Coliflor con almendra y caviar; cococha crujiente con kimchi y cebolleta; setas enoki con calamar, velo de leche y tinta de tierra; crestas de salmón y de gallo; anguila con escanda y capuchina; gochu astur-celta asado con berza fermentada y gnocchi de maíz. No hay renuncias. Técnicas y productos llegados de Corea, de Italia o de Japón se integran con naturalidad, pasan a formar parte de un todo. No son un recurso –ya gastado- efectista sino un elemento que redondea, que acaba de dar forma, que matiza una despensa local, una mentalidad culinaria absolutamente abierta capaz de mirar al futuro de frente, sin atajos, sin disfraces de modernidad innecesarios, y de hacerlo de frente, con orgullo de su raíz, de su lugar en el mundo, demostrando hacia dónde se puede dirigir ese bagaje cuando se mantienen los pies en la tierra.
Casa Marcial es cocina contemporánea y es cocina asturiana al mismo tiempo, es la capacidad de integrar recursos y personal llegados de aquí y de allá en un proyecto con cimientos bien hundidos en la tierra.
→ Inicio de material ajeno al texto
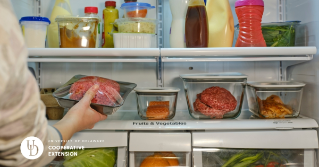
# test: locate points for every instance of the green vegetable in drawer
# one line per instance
(91, 157)
(279, 34)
Juan Luís García, el sumiller, es murciano; Matteo Pierazoli, el jefe de cocina, es boloñés. Fundamentalismos, aquí, hay los justos. Porque la raíz es un estado mental y en esta casa en La Salgar lo saben. Porque un proyecto puede integrar, acoger y asumir sin perder su esencia. Nadie dice que sea fácil y por eso este restaurante es una rareza gastronómica en un terreno en el que tantos se pasan de frenada, un lugar al que ir para entender qué es eso del sentido del lugar en la cocina contemporánea.